The thicker the extraocular muscle, the better the response rate to IV MPD treatment. In active GO patients, edema occurs because of an inflammatory response of the orbital fibroblast. Hydrophilic hyaluronan accumulates between the intact extraocular muscle fibers and causes an increase in the muscle volume.1 Our result suggests that IV MPD treatment night be effective for edematous changes. Similarly, another study reported that the inferior rectus/fat ratio on MRI is predictive of the response to glucocorticoid therapy in GO patients.16

The higher the TBII, the lower the response to IV MPD treatment. Expression of the thyrotropin (TSH) receptor in orbital tissue is elevated in active phase GO patients, which suggest an important role of thyrotropin antibodies (TRAbs) in the pathogenesis of GO.2021 In several previous studies, the TBII titer was strongly associated with clinical activity and severity of GO.2223 In addition, Eckstein et al.24 reported that the TBII levels remained elevated after steroid treatment in 93% of very active GO patients (non-responder) compared with 42% of inactive GO patients (P = 0.02). Given that steroids can reduce or change the number or function of immune cells and decrease the level of immunoglobulin and cytokines,25 patients with high TBII levels have a more severe immune reaction, and these patients may require stronger immunosuppressive treatment than IV steroid or a higher dose of IV steroid treatment.

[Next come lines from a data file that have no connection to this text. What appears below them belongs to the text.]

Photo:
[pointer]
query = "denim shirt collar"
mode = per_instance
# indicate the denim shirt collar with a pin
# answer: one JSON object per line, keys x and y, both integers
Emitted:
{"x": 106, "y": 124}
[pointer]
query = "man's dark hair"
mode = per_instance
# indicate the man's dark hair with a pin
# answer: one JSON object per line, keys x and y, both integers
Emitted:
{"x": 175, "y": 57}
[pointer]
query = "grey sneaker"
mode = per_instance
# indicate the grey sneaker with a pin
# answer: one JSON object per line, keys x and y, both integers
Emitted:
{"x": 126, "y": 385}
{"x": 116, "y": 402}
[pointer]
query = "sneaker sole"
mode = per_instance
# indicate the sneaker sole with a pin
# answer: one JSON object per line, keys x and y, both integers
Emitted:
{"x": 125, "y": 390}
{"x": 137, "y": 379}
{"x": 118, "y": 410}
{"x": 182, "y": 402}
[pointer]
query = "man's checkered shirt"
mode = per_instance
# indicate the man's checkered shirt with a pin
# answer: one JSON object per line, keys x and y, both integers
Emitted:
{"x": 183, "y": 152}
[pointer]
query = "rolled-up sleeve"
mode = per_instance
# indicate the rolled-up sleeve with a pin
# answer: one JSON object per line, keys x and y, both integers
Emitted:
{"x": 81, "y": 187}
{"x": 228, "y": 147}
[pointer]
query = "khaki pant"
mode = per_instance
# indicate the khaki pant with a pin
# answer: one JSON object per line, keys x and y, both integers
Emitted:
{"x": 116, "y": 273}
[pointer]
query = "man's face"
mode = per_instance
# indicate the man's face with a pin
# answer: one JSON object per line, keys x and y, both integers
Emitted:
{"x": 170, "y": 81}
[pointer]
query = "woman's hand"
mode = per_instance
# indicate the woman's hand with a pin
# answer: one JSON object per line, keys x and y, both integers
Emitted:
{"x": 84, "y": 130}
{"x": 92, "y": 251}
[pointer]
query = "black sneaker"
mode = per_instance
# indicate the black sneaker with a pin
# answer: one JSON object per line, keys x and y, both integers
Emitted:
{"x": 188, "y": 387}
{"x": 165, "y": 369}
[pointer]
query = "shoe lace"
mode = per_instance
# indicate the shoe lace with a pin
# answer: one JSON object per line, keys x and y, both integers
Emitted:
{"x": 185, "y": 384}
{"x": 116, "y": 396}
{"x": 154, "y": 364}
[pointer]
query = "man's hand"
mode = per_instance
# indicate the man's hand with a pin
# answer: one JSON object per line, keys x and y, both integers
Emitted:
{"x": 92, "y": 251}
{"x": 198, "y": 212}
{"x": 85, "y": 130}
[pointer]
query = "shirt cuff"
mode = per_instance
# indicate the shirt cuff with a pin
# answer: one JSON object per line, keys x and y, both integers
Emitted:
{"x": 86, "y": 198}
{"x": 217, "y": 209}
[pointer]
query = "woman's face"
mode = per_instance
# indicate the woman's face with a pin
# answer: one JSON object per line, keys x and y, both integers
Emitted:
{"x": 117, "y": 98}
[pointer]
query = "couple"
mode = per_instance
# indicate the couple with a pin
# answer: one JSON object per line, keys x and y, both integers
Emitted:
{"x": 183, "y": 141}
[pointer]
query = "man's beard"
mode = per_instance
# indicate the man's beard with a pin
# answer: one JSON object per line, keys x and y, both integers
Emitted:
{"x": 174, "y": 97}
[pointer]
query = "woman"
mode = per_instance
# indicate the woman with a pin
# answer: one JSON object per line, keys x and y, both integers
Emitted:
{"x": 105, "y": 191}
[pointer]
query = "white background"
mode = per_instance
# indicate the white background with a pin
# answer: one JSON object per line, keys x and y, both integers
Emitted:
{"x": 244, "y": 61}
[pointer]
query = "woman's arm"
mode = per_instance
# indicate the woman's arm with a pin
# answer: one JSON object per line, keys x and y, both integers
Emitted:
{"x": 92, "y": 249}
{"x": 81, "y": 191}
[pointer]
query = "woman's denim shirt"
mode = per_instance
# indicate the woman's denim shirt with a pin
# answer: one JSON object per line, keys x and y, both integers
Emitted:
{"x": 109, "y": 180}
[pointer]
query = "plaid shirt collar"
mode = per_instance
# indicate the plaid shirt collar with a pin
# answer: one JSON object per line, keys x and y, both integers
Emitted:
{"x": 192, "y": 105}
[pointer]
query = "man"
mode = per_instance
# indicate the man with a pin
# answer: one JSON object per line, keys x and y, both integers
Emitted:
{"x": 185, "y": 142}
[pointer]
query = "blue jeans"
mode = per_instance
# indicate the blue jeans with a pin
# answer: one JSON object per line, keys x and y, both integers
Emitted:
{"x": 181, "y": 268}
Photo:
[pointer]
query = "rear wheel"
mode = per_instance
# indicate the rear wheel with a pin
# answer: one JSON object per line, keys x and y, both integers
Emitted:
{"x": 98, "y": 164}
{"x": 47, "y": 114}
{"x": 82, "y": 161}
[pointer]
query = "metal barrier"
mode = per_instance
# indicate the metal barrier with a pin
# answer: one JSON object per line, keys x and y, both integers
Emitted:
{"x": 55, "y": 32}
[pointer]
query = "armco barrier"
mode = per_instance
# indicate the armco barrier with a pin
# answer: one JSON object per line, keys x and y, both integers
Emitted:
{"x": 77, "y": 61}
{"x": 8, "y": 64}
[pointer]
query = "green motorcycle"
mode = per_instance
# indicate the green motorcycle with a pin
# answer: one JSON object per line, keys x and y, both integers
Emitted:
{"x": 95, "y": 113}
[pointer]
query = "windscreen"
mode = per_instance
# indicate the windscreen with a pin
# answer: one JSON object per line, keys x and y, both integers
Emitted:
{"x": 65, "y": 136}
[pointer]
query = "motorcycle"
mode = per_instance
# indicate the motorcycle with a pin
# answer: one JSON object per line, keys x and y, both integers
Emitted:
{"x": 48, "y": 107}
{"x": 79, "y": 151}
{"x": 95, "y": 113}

The limitation of our study is that, firstly, because this study was conducted in a tertiary hospital, there may be a selection bias in patient selection. It is possible that more severe GO patients were included in our study. Secondly, our study was a retrospective observational study and included a relatively small number of GO patients, which may have influenced the results.

In conclusion, it appears that IV MPD treatment for active moderate-to-severe GO patients is not as effective as reported previously. Parameters associated with CAS and soft-tissue involvement were found to be influenced by IV MPD treatment. An enlarged extraocular muscle, younger age, and TBII were predictive factors for a good response to IV MPD treatment. Therefore, if GO patients were selected by considering these factors before IV MPD treatment, more appropriate treatment would be possible.